Lo sorprendió quedándose afuera más de la cuenta durante llamadas.
Y Emily, tan inocente como siempre, preguntó una noche:
—¿Clara va a estar bien, mami? Papi dijo que está enferma.
La verdad no se reveló de forma dramática, sino como una serie de pequeñas traiciones que se acumularon hasta ser innegables.
Michael no solo estaba ayudando a Clara.
La estaba protegiendo — protegiendo algo entre ellos.
Y había involucrado a su hija en la mentira.
Entonces Olivia comprendió que no eran los gusanos de Clara lo que la perturbaban.
Era la podredumbre que se enroscaba en su matrimonio, disfrazada de secreto y sellada con el silencio de su hija.
La noche en que Olivia finalmente lo confrontó, la casa estaba en silencio.
Emily se había quedado dormida abrazando su conejito de peluche, con la tenue luz nocturna proyectando sombras suaves en la pared del pasillo.
Olivia se sentó en la mesa de la cocina, con el estuche que contenía los frascos de Clara colocado cuidadosamente frente a ella.
Cuando Michael entró, aflojándose la corbata, sus ojos se posaron de inmediato en la evidencia.
—¿Dónde encontraste eso? —preguntó, con la voz tensa.
—En tu coche —respondió Olivia.
Su tono era sereno, pero por dentro, el pecho le dolía como si se desgarrara.
—¿Quieres explicarme por qué nuestra hija sabe de los gusanos de Clara antes que yo?

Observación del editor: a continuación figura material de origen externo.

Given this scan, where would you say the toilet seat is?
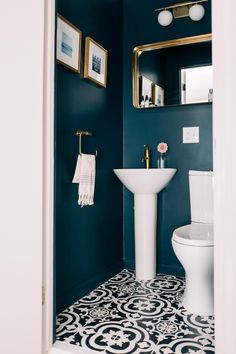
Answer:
[172,223,214,247]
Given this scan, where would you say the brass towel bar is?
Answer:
[75,130,98,156]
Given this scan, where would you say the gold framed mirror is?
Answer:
[132,34,213,109]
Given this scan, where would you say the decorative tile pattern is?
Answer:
[57,270,214,354]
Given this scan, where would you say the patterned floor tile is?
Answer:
[57,270,214,354]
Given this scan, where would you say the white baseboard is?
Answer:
[49,341,97,354]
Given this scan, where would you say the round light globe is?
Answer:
[157,10,173,26]
[189,4,205,21]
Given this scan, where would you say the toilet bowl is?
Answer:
[172,223,214,316]
[172,171,214,316]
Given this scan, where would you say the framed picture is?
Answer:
[152,84,164,106]
[57,14,82,74]
[139,76,152,107]
[84,37,108,87]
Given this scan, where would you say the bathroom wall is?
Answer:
[55,0,123,313]
[123,0,212,275]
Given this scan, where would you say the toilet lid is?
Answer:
[172,223,214,247]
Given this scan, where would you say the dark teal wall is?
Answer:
[55,0,123,312]
[123,0,212,274]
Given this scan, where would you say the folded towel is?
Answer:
[72,154,95,207]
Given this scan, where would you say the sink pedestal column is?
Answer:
[134,194,157,280]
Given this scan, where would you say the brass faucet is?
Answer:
[141,145,150,168]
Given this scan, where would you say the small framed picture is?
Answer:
[57,14,82,74]
[139,76,152,108]
[152,84,164,106]
[84,37,108,87]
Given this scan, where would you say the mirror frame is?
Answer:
[132,33,212,109]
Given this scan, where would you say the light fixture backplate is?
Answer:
[172,5,189,18]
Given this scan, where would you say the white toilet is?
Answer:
[172,171,214,316]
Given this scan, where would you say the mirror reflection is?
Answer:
[133,35,213,108]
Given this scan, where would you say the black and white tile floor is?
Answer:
[57,270,214,354]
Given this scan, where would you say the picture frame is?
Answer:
[84,37,108,87]
[56,14,82,74]
[139,76,153,108]
[152,84,164,107]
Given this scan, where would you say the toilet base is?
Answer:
[182,274,214,316]
[172,239,214,316]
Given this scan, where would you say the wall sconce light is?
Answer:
[155,0,208,26]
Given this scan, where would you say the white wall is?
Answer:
[0,0,44,354]
[212,0,236,354]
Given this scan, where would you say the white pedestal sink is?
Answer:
[114,168,176,280]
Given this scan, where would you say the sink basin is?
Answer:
[114,168,177,280]
[114,168,176,194]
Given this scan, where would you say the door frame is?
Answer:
[43,0,236,354]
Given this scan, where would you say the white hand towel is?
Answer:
[72,154,95,207]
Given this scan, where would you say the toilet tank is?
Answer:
[189,170,213,223]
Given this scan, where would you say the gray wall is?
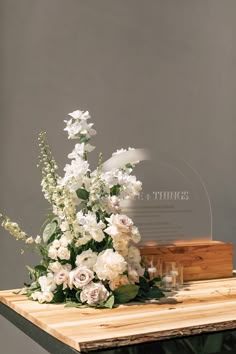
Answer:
[0,0,236,354]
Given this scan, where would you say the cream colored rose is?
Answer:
[54,270,69,290]
[48,246,57,259]
[80,282,109,305]
[69,267,94,289]
[109,275,130,290]
[57,247,70,260]
[38,273,57,292]
[104,214,134,236]
[75,248,97,270]
[93,248,127,280]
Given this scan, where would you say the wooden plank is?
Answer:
[140,241,233,281]
[0,278,236,351]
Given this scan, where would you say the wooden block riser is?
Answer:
[140,241,233,281]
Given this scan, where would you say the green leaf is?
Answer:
[104,295,115,309]
[76,188,89,200]
[43,221,57,243]
[113,284,139,304]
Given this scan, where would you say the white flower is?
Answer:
[75,248,97,270]
[52,240,61,248]
[38,273,57,292]
[57,246,70,260]
[68,110,91,120]
[48,246,57,259]
[48,261,71,273]
[25,236,34,244]
[35,235,42,245]
[69,267,94,289]
[93,248,127,280]
[54,270,69,290]
[109,275,130,290]
[104,214,134,236]
[68,143,95,159]
[112,234,130,257]
[60,236,69,247]
[62,156,89,185]
[77,211,106,242]
[80,282,109,305]
[104,195,121,214]
[128,265,139,284]
[131,226,141,243]
[64,111,96,139]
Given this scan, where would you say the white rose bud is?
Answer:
[69,267,94,289]
[57,247,70,260]
[80,282,109,305]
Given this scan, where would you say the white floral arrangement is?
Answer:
[0,110,164,308]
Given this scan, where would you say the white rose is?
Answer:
[40,291,54,302]
[48,261,62,273]
[93,248,127,280]
[25,236,34,244]
[54,270,69,290]
[75,248,97,270]
[38,273,57,292]
[80,282,109,305]
[35,235,42,245]
[48,246,57,259]
[131,226,141,243]
[109,275,130,290]
[128,266,139,284]
[52,240,61,248]
[104,214,134,236]
[60,236,68,247]
[69,267,94,289]
[57,247,70,260]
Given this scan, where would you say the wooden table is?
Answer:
[0,278,236,354]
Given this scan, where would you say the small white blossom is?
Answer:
[75,248,97,270]
[93,248,127,280]
[57,246,70,260]
[80,282,109,305]
[38,273,57,292]
[69,267,94,289]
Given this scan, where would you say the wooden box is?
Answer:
[140,241,233,281]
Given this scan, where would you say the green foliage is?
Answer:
[113,284,139,304]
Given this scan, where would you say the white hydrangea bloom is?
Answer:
[38,273,57,292]
[75,248,97,270]
[93,248,127,280]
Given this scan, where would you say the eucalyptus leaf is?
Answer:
[113,284,139,304]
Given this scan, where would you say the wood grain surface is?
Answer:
[140,241,233,281]
[0,278,236,352]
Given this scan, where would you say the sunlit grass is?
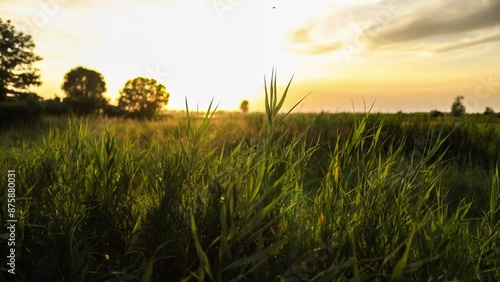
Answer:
[0,71,500,281]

Michael se quedó inmóvil, luego se pasó la mano por el cabello.
—Olivia, no es lo que piensas.
—Entonces dime qué es.
Se sentó frente a ella, con los hombros caídos.
—Clara es una colega. Está pasando por algo embarazoso, una infección parasitaria.

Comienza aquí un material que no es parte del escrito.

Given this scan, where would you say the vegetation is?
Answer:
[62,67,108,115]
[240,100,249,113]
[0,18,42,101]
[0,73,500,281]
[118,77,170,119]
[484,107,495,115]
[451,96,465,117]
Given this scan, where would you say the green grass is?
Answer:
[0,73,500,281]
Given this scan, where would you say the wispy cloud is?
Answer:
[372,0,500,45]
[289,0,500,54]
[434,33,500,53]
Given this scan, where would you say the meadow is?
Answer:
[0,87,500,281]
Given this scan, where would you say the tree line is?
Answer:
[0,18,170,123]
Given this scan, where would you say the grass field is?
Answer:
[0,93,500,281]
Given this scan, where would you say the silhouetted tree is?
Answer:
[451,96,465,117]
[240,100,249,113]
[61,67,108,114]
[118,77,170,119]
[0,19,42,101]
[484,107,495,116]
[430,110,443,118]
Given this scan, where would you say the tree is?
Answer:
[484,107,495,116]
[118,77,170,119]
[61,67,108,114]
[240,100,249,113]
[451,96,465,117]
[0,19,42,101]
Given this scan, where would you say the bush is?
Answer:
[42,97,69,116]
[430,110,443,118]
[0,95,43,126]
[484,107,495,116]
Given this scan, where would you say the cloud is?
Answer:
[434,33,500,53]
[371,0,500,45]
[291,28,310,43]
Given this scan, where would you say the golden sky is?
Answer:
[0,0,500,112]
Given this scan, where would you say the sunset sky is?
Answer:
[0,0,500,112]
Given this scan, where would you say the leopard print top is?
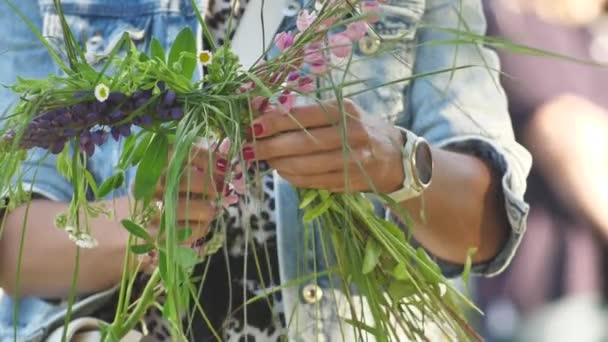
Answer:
[91,0,286,342]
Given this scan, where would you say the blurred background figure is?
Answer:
[477,0,608,342]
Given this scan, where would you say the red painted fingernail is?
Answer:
[251,123,264,137]
[243,146,255,160]
[215,158,228,172]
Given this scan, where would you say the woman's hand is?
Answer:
[152,146,229,246]
[243,100,403,193]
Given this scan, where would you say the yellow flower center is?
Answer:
[198,51,211,64]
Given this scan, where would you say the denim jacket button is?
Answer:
[283,0,302,17]
[302,284,323,304]
[315,0,326,11]
[359,36,380,55]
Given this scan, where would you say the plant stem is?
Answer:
[109,268,161,339]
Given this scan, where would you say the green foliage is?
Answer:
[96,171,125,199]
[363,239,382,274]
[133,134,169,199]
[167,27,196,80]
[120,219,152,241]
[150,38,167,64]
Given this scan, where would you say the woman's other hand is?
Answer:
[242,100,403,193]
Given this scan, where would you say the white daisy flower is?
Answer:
[198,50,213,66]
[95,83,110,102]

No quería que se supiera en la oficina y confió en mí para mantenerlo en secreto. Emily nos escuchó una vez y me asusté.
No quería que dijera algo que pudiera avergonzar a Clara.
Olivia lo observó, buscando fisuras en su relato.
—Así que convertiste a nuestra hija en tu cómplice. Le enseñaste a guardarme secretos.
Michael hizo una mueca.
—No fue esa mi intención. Solo… quería proteger la privacidad de Clara. No pensé bien.
Su explicación era lógica.
Incluso creíble.
Pero la imagen de la mano de Clara en su brazo en la fiesta, las llamadas nocturnas, la forma en que había escondido esos frascos…
todo contaba otra historia.
—¿La amas? —La voz de Olivia fue apenas un susurro.
Los ojos de Michael se abrieron.
—No. Dios, no. Solo es una amiga. Lo juro.
Pero la confianza, una vez fracturada, no se repara solo con palabras.
Olivia se recostó en la silla, cruzando los brazos.
—El problema no es solo si te acostaste con ella.
Hiciste que nuestra hija formara parte de algo de lo que nunca debió ser parte. La hiciste sentir responsable de tu secreto.
¿Tienes idea del daño que eso le puede hacer a un niño?
El rostro de Michael palideció.
Bajó la mirada hacia la mesa, hacia los frascos que habían desencadenado esa tormenta.
—Lo siento —murmuró—. Tienes razón. La arruiné.
El silencio se instaló entre ellos, pesado y asfixiante.
Olivia se dio cuenta de que el perdón no es un acto único, sino un camino largo e irregular.
Y ya no estaba segura de querer recorrerlo con él.
Por primera vez en años, consideró una vida más allá de Michael.
Una vida donde su hija no volviera a ser obligada a guardar secretos demasiado pesados para unos hombros tan pequeños.
Mientras Michael se sentaba frente a ella, con las manos temblorosas sobre la mesa de madera, Olivia sintió algo inesperado: claridad.
La fiesta, los susurros, el estuche… todo había despegado la ilusión.
Y ahora, de pie ante la verdad, sabía que tenía una elección.
Esto no se trataba de los gusanos de Clara.
Se trataba de la confianza, y de la frágil arquitectura de un matrimonio que se había derrumbado en silencio.
Y Olivia, por fin, estaba lista para decidir qué venía después.